Predictive policing is the use of data and other analytical techniques to identify potential criminal activity. This form of policing can be done by using mathematics, predictive analytics and other methods. These methods are used to identify patterns and possible crimes in enormous data sets.
Analysis of historical crime data
Police-recorded crime data is widely used for a variety of purposes. For example, it is used to study geographic concentrations of crime and target resources to areas with high rates of criminal activity. Likewise, policymakers draw on these records to justify policy changes.
However, analyzing historical crime data is not the same as predicting future crime. There are several sources of error in measuring crime. One major source of error is measurement error, which affects estimates of security measures and the true rate of disorder. Statistical models are used to determine if certain social factors are driving crime.
The Department of Justice’s National Crime Victimization Survey estimates that as many as 60 per cent of household property crimes and 52 per cent of violent crimes go unreported to the police. Another source of error is the underreporting of crimes. This can bias estimates of crime, and also leads to the misallocation of police resources.

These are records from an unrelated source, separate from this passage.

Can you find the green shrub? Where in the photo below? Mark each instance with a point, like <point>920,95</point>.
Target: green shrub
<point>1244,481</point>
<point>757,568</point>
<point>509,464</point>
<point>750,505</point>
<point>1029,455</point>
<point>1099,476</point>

Some studies have suggested that the actual rate of crime is lower than the official statistics claim. In particular, the “dark figure of crime” – the number of crimes that are not recorded in a database – is considerably larger within cities than it is between them.
Identification of patterns in enormous data sets
Predictive policing is a method for forecasting criminal activities using a variety of data. These techniques are used by law enforcement agencies to allocate resources more efficiently. The technology behind this system consists of powerful computers that crunch large data sets instantly.

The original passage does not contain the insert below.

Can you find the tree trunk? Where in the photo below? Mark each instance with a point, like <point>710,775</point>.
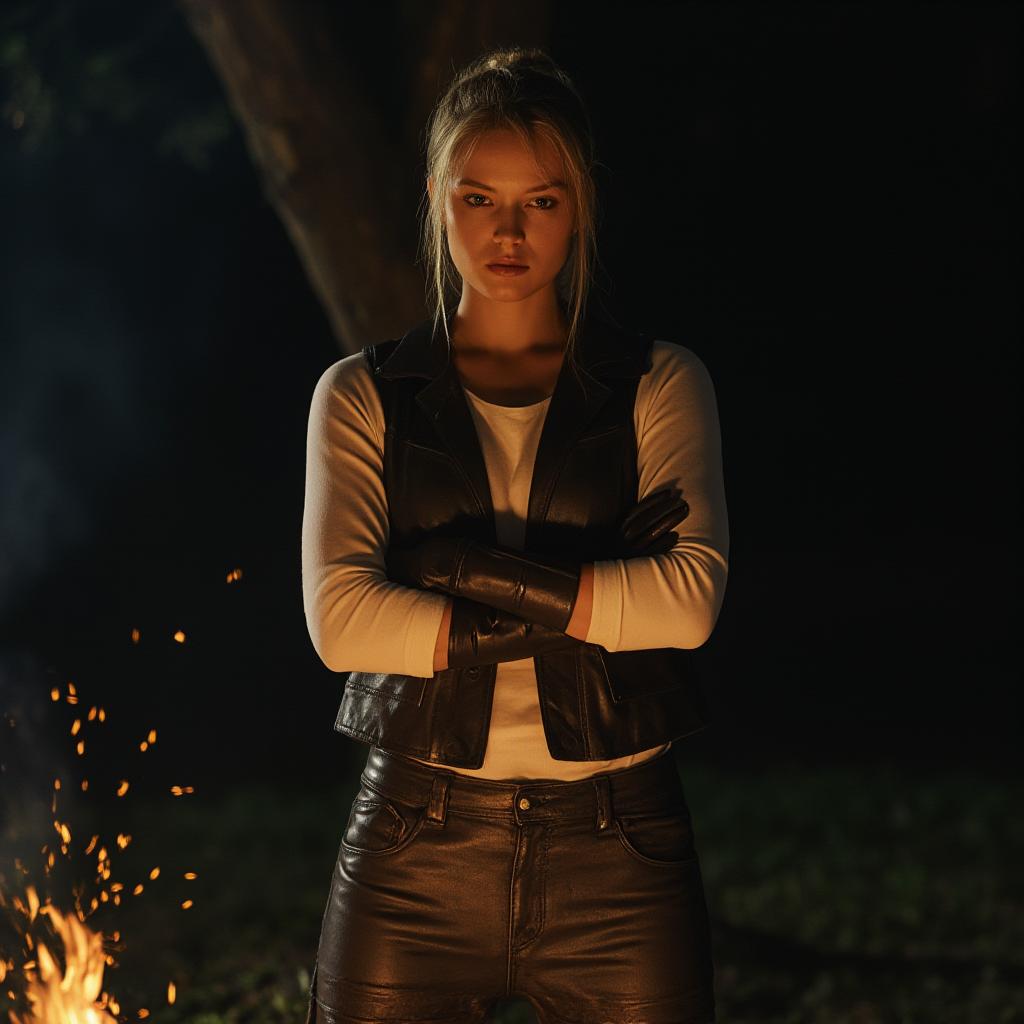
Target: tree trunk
<point>344,178</point>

Predictive policing is controversial because of the possibility that these techniques may undermine Fourth Amendment protections. Some criminologists have warned about the potential impact on civil rights. In addition, some have labelled predictive policing as a form of “tech-washing” and pointed out the possibility of racial biases influencing algorithmic crime forecasting.
There is little empirical research to support claims that predictive policing is effective. The majority of studies conducted by the academic community have concentrated on positive or negative expectations. However, the literature has a tendency to be vague about the key features of this innovative technology.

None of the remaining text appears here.